AI Regulatory and Policy Landscape
Where AI for life sciences sits today in Ireland, and across the EU, UK, US and beyond.
Learning objectives
- Describe the EU AI Act's risk-based classification system (unacceptable, high, limited, minimal) and identify where typical biopharma AI use cases fall.
- Identify Ireland's National Competent Authorities relevant to AI in life sciences (HPRA, DPC, others as applicable) and describe their respective remits.
- Compare the regulatory postures of the EU, UK MHRA, US FDA, Health Canada and TGA with respect to AI in biopharma.
- Describe the FDA's evolving approach to AI/ML in drug development and biologics – the 2023 discussion paper on AI/ML in drug and biological product development, Model-Informed Drug Development, Good Machine Learning Practice principles and Computer Software Assurance – and what it implies for AI use inside biopharma organisations.
- Position the GAMP 5 framework for computerised system validation – alongside FDA Computer Software Assurance and EMA Annex 11 – against the AI tools and harnesses participants are likely to encounter in GxP contexts.
- Articulate the "risk-reward" posture regulators are taking – encouraging adoption while requiring proportionate controls – and explain why blanket positions (either prohibition or unrestricted use) sit outside that posture.

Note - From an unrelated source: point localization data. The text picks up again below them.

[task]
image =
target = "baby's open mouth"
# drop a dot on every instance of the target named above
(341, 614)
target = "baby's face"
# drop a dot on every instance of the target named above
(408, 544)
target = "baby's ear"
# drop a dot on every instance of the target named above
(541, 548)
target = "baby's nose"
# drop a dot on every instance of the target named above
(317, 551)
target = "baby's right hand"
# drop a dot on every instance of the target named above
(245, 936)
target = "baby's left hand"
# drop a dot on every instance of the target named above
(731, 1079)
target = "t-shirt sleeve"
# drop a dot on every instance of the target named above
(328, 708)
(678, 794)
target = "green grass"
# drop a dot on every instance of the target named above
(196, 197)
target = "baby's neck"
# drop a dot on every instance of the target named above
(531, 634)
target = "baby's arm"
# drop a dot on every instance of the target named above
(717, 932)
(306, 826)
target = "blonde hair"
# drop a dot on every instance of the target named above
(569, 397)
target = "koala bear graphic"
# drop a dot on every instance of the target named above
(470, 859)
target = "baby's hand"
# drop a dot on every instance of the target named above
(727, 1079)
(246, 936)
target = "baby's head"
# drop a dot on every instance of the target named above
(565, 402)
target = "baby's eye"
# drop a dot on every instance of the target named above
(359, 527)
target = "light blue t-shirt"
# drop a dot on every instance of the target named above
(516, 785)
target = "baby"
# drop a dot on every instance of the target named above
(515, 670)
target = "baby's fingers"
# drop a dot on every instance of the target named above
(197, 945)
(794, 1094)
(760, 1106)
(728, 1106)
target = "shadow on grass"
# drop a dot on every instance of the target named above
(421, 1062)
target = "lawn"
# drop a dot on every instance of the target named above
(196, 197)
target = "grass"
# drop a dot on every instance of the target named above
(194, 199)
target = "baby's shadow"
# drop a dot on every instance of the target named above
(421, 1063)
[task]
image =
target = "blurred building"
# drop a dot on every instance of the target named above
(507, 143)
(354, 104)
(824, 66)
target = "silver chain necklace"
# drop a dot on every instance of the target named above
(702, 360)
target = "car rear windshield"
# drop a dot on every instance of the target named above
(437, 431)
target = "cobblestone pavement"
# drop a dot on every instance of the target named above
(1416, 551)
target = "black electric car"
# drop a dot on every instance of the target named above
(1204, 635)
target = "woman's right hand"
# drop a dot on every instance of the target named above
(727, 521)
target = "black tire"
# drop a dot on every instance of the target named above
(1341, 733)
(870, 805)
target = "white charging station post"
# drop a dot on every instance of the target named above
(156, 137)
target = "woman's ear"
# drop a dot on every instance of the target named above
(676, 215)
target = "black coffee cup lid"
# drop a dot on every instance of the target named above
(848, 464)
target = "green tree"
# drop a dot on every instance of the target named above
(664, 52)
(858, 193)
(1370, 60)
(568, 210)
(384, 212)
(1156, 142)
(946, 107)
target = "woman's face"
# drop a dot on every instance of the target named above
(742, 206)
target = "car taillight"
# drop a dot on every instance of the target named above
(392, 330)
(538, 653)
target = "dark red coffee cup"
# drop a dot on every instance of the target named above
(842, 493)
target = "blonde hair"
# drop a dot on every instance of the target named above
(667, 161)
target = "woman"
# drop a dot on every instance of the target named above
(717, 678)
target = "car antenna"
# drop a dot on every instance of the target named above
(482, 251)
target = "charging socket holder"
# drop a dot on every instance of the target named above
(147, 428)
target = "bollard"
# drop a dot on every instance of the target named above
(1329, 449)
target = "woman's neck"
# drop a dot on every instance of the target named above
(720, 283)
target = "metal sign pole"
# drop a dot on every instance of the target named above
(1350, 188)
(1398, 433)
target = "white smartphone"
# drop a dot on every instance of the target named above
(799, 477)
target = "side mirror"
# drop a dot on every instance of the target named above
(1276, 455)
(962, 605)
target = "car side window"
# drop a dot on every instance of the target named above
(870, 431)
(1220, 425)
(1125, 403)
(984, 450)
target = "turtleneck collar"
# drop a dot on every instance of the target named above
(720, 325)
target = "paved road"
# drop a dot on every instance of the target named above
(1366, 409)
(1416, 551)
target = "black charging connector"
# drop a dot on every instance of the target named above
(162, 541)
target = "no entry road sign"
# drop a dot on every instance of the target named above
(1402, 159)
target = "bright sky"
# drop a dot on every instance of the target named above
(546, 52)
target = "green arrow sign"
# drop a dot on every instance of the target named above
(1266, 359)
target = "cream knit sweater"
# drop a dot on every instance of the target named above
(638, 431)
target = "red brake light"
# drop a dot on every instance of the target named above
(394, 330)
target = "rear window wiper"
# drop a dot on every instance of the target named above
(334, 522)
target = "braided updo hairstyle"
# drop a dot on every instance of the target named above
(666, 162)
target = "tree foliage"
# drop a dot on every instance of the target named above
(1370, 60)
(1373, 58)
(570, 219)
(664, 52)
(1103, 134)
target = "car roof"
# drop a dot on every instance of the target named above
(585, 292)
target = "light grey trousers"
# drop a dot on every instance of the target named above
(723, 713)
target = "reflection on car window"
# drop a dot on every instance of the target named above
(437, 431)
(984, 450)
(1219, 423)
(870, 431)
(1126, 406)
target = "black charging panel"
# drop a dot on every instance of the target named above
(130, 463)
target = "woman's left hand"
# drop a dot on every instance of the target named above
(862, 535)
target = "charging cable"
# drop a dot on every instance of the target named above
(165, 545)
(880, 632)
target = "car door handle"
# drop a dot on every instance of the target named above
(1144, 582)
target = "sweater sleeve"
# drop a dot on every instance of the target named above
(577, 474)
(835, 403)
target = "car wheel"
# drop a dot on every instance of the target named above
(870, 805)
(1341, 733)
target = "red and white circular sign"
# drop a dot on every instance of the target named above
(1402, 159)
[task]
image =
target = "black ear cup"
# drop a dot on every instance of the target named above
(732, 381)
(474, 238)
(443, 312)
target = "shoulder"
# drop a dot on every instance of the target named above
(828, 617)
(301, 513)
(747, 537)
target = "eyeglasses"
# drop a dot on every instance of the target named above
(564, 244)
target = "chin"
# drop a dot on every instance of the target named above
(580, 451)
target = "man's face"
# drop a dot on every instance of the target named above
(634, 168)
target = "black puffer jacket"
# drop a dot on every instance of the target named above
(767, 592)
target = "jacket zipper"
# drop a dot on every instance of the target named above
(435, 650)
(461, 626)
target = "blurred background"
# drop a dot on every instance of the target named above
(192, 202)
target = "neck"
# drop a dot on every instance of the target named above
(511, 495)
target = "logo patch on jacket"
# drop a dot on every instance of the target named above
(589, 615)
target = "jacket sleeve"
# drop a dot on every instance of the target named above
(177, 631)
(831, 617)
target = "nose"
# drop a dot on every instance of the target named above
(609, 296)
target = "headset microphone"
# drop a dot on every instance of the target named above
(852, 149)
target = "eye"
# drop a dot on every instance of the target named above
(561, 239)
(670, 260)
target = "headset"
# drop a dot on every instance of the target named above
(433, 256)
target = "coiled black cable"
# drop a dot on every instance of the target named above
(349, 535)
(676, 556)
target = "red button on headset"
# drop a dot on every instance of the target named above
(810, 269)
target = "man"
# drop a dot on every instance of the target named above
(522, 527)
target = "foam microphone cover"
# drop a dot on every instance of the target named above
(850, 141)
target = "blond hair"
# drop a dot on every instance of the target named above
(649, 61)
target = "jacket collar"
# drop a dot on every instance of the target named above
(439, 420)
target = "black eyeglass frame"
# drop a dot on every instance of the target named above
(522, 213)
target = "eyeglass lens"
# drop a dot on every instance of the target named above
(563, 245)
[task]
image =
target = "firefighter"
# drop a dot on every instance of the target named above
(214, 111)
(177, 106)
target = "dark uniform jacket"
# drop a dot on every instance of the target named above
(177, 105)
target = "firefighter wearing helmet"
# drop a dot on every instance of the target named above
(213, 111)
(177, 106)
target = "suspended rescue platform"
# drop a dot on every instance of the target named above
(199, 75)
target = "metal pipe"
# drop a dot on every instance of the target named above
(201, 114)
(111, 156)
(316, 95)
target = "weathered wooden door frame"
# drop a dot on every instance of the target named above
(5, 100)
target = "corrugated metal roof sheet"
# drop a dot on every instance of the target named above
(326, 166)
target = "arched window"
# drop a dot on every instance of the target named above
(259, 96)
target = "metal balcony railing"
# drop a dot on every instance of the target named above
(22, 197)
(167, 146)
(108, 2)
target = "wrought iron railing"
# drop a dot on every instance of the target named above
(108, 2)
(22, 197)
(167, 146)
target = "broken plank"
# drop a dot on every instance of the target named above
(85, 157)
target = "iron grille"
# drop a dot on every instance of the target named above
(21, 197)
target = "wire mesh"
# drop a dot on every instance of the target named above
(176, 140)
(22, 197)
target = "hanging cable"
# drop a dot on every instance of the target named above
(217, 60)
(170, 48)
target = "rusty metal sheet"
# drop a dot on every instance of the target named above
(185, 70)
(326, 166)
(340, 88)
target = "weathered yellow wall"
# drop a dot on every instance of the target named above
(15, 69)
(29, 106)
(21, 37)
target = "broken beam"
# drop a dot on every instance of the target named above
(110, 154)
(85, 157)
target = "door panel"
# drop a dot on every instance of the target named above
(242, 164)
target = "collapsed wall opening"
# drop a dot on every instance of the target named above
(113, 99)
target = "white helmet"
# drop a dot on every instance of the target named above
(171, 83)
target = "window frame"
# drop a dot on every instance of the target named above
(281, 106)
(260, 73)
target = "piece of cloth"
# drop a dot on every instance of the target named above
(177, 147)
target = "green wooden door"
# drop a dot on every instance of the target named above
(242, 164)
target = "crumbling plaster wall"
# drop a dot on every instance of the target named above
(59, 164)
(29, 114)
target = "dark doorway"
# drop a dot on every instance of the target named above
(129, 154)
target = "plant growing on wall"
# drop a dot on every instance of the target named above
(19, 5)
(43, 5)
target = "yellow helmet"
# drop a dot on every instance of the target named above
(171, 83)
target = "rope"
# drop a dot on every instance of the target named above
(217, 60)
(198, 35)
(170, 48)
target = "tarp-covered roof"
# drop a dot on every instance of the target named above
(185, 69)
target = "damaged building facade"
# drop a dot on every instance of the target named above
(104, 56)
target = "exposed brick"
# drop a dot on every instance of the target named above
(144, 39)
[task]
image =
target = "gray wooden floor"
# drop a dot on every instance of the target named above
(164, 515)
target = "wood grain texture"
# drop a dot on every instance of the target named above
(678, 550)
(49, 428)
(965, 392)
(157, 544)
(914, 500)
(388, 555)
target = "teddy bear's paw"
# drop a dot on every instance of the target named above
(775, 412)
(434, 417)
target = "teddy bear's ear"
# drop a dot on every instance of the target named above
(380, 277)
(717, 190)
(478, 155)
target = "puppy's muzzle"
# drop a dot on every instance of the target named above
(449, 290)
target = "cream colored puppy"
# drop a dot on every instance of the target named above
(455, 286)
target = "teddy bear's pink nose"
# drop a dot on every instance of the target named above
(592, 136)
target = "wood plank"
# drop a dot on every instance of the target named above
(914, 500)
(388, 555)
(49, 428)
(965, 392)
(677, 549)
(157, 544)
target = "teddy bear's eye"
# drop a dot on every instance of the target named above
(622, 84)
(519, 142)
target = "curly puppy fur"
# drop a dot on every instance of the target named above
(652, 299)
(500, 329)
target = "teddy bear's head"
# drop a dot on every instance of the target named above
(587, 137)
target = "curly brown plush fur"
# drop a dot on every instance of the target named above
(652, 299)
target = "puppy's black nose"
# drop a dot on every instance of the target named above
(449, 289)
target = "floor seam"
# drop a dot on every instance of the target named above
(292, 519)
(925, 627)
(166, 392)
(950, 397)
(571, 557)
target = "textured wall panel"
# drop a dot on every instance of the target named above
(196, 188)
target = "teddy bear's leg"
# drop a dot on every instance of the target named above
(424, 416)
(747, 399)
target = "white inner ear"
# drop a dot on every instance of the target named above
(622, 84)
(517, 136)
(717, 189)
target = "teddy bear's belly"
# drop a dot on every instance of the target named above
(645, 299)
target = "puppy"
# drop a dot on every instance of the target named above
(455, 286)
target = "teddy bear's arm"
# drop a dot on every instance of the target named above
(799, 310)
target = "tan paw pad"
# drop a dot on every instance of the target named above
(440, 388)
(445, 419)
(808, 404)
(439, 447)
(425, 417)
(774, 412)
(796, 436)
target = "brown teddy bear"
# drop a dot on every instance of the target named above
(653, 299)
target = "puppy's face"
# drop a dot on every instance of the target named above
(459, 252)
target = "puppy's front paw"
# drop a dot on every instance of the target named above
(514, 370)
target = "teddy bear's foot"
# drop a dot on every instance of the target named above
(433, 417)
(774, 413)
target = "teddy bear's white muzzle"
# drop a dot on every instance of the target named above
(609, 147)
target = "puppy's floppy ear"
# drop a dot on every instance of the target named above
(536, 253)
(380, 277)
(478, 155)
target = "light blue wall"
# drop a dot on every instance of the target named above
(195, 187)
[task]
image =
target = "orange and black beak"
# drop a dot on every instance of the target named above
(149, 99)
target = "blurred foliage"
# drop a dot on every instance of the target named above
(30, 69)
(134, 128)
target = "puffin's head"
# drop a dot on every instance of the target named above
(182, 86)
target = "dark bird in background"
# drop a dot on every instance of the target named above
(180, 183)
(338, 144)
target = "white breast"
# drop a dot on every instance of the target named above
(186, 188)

- Apply the data-protection landscape (GDPR, HIPAA where relevant, ePrivacy) as a governing constraint on every AI use case touching personal or patient data.
- Navigate the broader regulatory lattice the curriculum operates inside: ICH Q2 (analytical method validation), Q3 (impurities), Q7 (API GMP) and Q11 (drug substance development) for CMC and manufacturing-adjacent AI use; ICH E6(R3) GCP for clinical trial work; ICH E2E pharmacovigilance planning for safety work; MHRA software guidance for UK-regulated tools; and the EMA reflection papers on AI/ML in the medicinal-product lifecycle for European-tier submissions. Each is referenced where relevant in AP1 and the data and analysis sub-modules; the F1 expectation is that participants know which framework applies to which AI use case before they start work.